Le film de gangsters ou le film de mafieux est un genre cinématographique caractérisé par une intrigue racontée du point de vue d'un criminel ou d'une organisation criminelle. Il naît en France et en Allemagne, avec des films comme Fantômas (1913) de Louis Feuillade et Docteur Mabuse le joueur (1922) de Fritz Lang[1]. Mais il se développe réellement aux États-Unis, prenant comme thèmes le crime organiséaméricain des années 1920 et ses héros comme Al Capone. Le contexte historique est généralement celui de la prohibition ou de la Grande Dépression[1]. Il se poursuit notamment en Italie pendant les années de plomb sous la forme de film de mafieux ou de poliziottesco.
En France, il constitue un sous-genre du film policier (qui se confond avec le genre du film criminel, terme davantage utilisé dans les pays anglo-saxons et au Québec).
Les films de gangsters américains apparaissent vers 1930, au lendemain de la crise économique qui frappe les États-Unis et prolifèrent durant la décennie qui suit. Ces films sont en lien étroit avec le contexte américain de l'époque et tiennent compte de la fascination du public pour la figure du gangster, après une vague de meurtres. Dans les années 1920, le gangstérisme est à la fois un problème et un spectacle national, à la suite de l'instauration de la prohibition. Les films de gangsters jouent sur ce dernier thème pour s'en moquer.
Problème national
La loi de prohibition (interdisant l'alcool) entre en vigueur en , entrainant son lot de trafic et tueries ; dont le bootlegging. Ce trafic implique une grande organisation, qui touche de nombreuses structures dans tout le pays. Il représente aussi une puissance et des enjeux économiques considérables, le tout contrôlé par les mafieux. La presse présente à l'époque la guerre des gangs comme un « fléau apocalyptique, destructeur de la société moderne ».
Spectacle national
Les gangsters deviennent des figures de légende, souvent en tête d'affiche dans les magazines. La presse, mais aussi les gangsters eux-mêmes tirent profit de ce voyeurisme de masse. Howard Hawks dénonce la responsabilité des médias dans ce genres d'affaires, surtout la presse avide de sensations, dans son film Scarface de 1932.

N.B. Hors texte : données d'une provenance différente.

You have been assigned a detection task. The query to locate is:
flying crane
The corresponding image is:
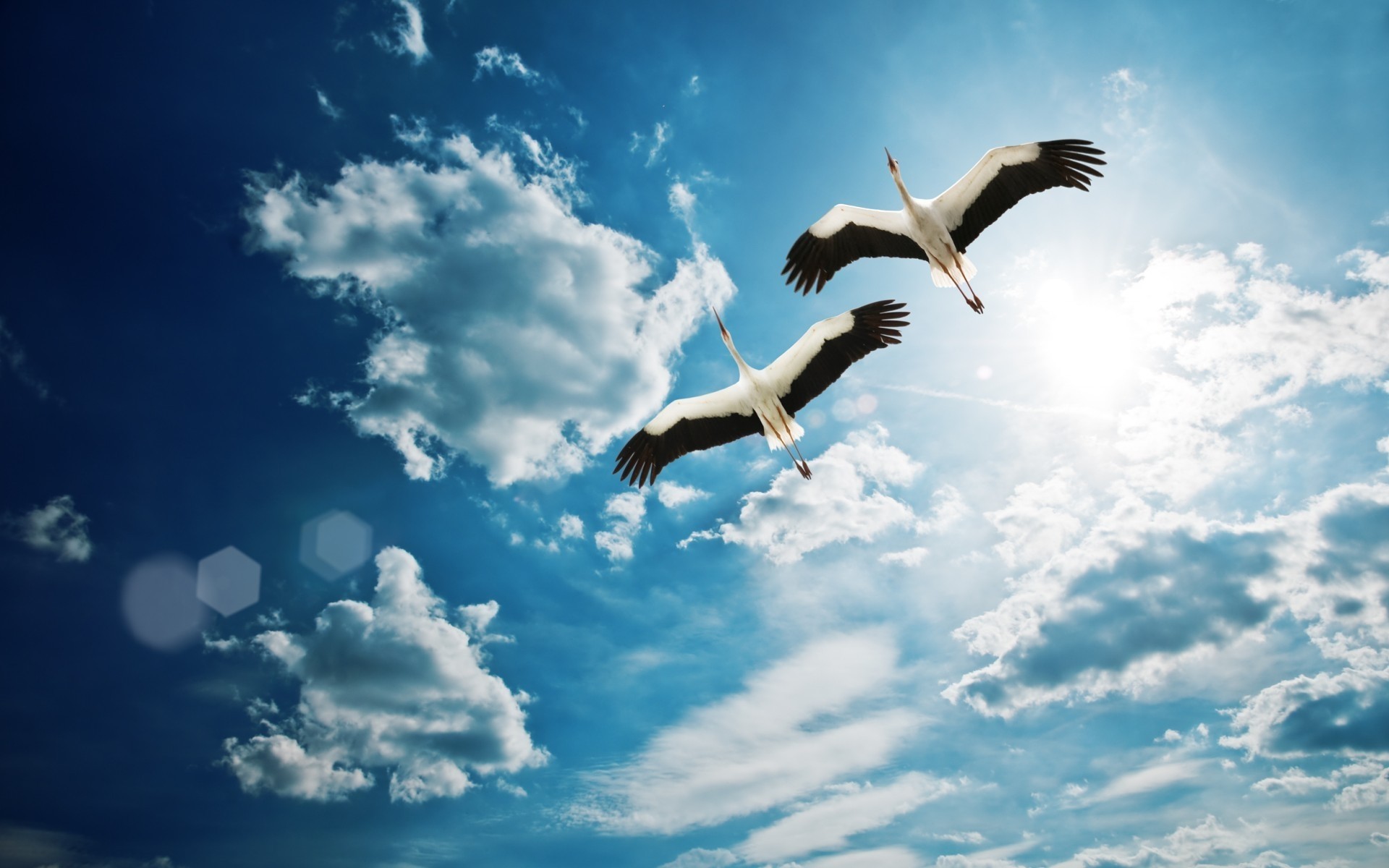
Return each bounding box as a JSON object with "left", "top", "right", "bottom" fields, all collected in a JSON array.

Les films de gangsters ont eu une influence certaine sur les comics américains de la fin des années 1930 aux années 1950. En effet, les auteurs des crime comics s'inspirent de ces films qu'ils pouvaient voir à l'époque au cinéma et présentent aussi des histoires dans lesquelles le criminel est le personnage principal, bien qu'il soit toujours puni à la fin de l'histoire[2].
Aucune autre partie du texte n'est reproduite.